Weakly Supervised Learning of Object Segmentations from Web-Scale Video
Venue
ECCV'12 Proceedings of the 12th international conference on Computer Vision - Volume Part I, Springer-Verlag, Berlin, Heidelberg (2012), pp. 198-208
Publication Year
2012
Authors
Glenn Hartmann, Matthias Grundmann, Judy Hoffman, David Tsai, Vivek Kwatra, Omid Madani, Sudheendra Vijayanarasimhan, Irfan Essa, James Rehg, Rahul Sukthankar
BibTeX
Abstract
We propose to learn pixel-level segmentations of objects from weakly labeled
(tagged) internet videos. Specifically, given a large collection of raw YouTube
content, along with potentially noisy tags, our goal is to automatically generate
spatiotemporal masks for each object, such as "dog", without employing any
pre-trained object detectors.

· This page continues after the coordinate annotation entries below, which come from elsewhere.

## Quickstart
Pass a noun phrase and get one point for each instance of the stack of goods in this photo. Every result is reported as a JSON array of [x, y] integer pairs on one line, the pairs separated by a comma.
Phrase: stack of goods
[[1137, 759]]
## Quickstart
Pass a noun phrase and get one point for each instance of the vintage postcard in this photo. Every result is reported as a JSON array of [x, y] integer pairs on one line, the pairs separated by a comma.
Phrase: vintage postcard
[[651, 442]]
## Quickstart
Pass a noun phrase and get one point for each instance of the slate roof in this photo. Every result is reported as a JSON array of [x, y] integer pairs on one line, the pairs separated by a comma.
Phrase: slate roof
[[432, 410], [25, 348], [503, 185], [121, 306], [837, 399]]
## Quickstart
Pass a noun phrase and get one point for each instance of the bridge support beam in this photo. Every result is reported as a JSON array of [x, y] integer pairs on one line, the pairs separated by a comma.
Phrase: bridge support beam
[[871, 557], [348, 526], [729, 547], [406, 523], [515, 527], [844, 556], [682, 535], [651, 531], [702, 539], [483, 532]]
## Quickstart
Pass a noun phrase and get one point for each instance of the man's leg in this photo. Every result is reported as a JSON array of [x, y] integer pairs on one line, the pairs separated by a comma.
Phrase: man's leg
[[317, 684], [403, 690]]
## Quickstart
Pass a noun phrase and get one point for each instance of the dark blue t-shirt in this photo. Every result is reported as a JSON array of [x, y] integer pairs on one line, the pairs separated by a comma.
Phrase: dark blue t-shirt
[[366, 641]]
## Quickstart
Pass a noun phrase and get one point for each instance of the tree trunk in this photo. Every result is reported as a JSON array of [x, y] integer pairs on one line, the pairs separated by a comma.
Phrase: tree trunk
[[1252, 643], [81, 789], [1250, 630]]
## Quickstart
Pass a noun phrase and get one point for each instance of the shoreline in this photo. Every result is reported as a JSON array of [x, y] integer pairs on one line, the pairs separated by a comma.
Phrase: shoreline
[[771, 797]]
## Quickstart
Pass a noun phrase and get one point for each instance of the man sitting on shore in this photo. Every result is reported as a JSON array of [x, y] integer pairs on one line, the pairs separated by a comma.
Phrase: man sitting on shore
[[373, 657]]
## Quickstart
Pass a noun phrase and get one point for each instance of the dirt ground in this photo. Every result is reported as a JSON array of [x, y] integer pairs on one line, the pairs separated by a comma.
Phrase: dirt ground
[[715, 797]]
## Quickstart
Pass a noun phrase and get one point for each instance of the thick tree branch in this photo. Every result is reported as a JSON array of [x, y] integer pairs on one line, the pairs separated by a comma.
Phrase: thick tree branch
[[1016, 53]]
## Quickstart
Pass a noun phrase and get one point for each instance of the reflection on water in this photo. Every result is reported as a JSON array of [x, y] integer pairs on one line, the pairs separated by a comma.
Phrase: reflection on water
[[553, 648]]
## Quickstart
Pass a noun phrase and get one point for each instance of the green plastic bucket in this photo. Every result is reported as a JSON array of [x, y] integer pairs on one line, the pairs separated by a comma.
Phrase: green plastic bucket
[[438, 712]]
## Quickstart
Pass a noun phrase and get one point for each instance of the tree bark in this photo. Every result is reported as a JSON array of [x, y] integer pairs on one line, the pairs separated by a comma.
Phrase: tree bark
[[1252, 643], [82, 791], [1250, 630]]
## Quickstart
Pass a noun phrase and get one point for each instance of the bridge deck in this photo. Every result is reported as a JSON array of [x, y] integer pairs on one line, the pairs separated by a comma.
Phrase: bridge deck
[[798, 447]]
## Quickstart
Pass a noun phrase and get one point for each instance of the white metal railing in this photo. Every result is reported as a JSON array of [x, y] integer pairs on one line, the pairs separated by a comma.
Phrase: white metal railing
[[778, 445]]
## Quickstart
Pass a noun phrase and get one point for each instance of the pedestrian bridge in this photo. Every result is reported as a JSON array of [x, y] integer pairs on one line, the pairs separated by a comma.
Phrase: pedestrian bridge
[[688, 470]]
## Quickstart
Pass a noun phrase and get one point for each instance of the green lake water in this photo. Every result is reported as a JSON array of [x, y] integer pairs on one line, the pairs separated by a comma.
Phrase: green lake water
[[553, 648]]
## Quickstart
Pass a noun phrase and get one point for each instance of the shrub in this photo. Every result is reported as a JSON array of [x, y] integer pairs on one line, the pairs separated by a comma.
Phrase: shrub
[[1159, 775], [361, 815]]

We formulate this problem as learning weakly
supervised classifiers for a set of independent spatio-temporal segments. The
object seeds obtained using segment-level classifiers are further refined using
graphcuts to generate high-precision object masks. Our results, obtained by
training on a dataset of 20,000 YouTube videos weakly tagged into 15 classes,
demonstrate automatic extraction of pixel-level object masks. Evaluated against a
ground-truthed subset of 50,000 frames with pixel-level annotations, we confirm
that our proposed methods can learn good object masks just by watching YouTube.